Tag Archives: Architecture

The adventurous and tragic life of Jacob Granat

We just found in Paris around twenty nice Mexican photographs, mostly tipos and views
of the City of Mexico, titled and signed « J. Granat » – a name unknown to us. We quickly discovered that these photographs were widely produced as offset post card – but the
original photographic prints are rare. Included in the lot of prints was an unsigned street
view of calle San Francisco in Mexico City, with a Granat shop in the foreground, its likely
owner in the doorway. As good a clue as it gets.

Jacob Granat was born in 1871 in Lemberg (today Lviv), a city in Western Ukraine, at the
time part of the Austrian empire. In 1900, at the invitation of his uncle Jacob Kalt, he
moved to Veracruz in Mexico, and a year later in Mexico City. We know that he had an uncle
or a cousin working at the casa Boker, one of the most successful German owned business
in Mexico. Interestingly, Guillermo Kahlo worked at casa Boker during the last years of
the 19th century, and probably took his first photographs during the construction of the
new Boker shop in 1898-1899.

We also know that Jacob Granat became rapidly the « curio king » of the capital, selling luggages, post cards and other souvenirs from his shop in calle San Francisco, in the
Historical center. But the bulk of the business was apparently luggages, and we are
inclined to think that Jacob Granat was not the photographer, but the distributor of
these images, either in photographic prints or in post cards.
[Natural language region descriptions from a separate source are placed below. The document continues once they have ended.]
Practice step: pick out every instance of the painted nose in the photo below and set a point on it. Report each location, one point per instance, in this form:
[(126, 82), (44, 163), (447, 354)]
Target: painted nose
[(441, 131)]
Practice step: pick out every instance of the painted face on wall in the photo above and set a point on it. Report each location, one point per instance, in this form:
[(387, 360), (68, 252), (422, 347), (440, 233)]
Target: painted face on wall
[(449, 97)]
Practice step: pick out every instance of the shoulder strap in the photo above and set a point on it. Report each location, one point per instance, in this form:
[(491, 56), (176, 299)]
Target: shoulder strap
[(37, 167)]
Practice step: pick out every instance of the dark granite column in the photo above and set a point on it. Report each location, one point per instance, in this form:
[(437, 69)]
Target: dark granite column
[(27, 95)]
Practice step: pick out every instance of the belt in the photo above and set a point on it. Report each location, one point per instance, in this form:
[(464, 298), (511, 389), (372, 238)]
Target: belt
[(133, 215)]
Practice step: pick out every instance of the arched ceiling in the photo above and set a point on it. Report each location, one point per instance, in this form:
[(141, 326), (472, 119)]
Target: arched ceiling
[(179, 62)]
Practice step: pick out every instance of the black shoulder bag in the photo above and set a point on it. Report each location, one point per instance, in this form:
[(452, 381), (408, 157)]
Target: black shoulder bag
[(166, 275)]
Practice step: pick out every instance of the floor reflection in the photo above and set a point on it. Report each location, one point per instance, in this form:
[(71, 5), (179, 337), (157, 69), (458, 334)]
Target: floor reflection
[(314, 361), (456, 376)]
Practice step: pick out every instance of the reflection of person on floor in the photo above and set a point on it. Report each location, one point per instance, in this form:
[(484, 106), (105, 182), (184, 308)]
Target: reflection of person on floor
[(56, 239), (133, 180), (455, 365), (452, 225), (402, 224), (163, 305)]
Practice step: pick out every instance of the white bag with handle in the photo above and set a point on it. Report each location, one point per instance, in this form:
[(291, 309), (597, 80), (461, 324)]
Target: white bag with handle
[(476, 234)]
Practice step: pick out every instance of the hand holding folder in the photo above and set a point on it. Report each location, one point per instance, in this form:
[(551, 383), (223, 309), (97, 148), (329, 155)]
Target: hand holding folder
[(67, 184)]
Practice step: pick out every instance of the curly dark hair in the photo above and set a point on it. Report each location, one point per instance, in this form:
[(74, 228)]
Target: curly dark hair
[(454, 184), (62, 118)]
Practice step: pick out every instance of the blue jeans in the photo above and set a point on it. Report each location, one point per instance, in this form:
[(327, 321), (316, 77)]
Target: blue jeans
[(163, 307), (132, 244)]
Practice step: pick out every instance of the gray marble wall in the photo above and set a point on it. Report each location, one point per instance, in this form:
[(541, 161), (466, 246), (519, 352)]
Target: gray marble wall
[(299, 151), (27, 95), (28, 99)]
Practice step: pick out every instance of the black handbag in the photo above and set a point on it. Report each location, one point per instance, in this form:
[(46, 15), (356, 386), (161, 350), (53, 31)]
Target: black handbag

Guillermo Kahlo and Jacob Granat were born the same year (1871), were both German
speaking and both had strong connections with the Boker family. It is therefore almost
certain that they knew each other. It is tempting to speculate that when Granat opened
his « curio shop » he asked Kahlo for some tipos photographs. We will need further
research to validate this hypothesis.

Jacob Granat credits

Tipos Mexicanos

Calendario Azteca

Evangelista, Mexico

Tortillera, Mexico

Su Chata

Mercado

Los Consentidos de la casa

Ruinas de Mitla

Indias Amatecas

In 1906, Jacob Granat sold his shop to purchase the old Borda palace, where he opened
the first movie theater of the city, the famous Salon Rojo. Salon Rojo rapidly became the
most luxurious and successful theater in the city, and a center of night life for Mexico rich
and famous. It attracted politicians, notably Francisco Madero, who used to hold political meetings in Salon Rojo, and became a friend for Granat. In 1911, Madero was elected
president, and did probably reward Granat for his support.

In June 1912, Jacob Granat was one of the founder and the first president of Alianza Beneficencia Monte Sinai, the first Jewish charitable organization in Mexico.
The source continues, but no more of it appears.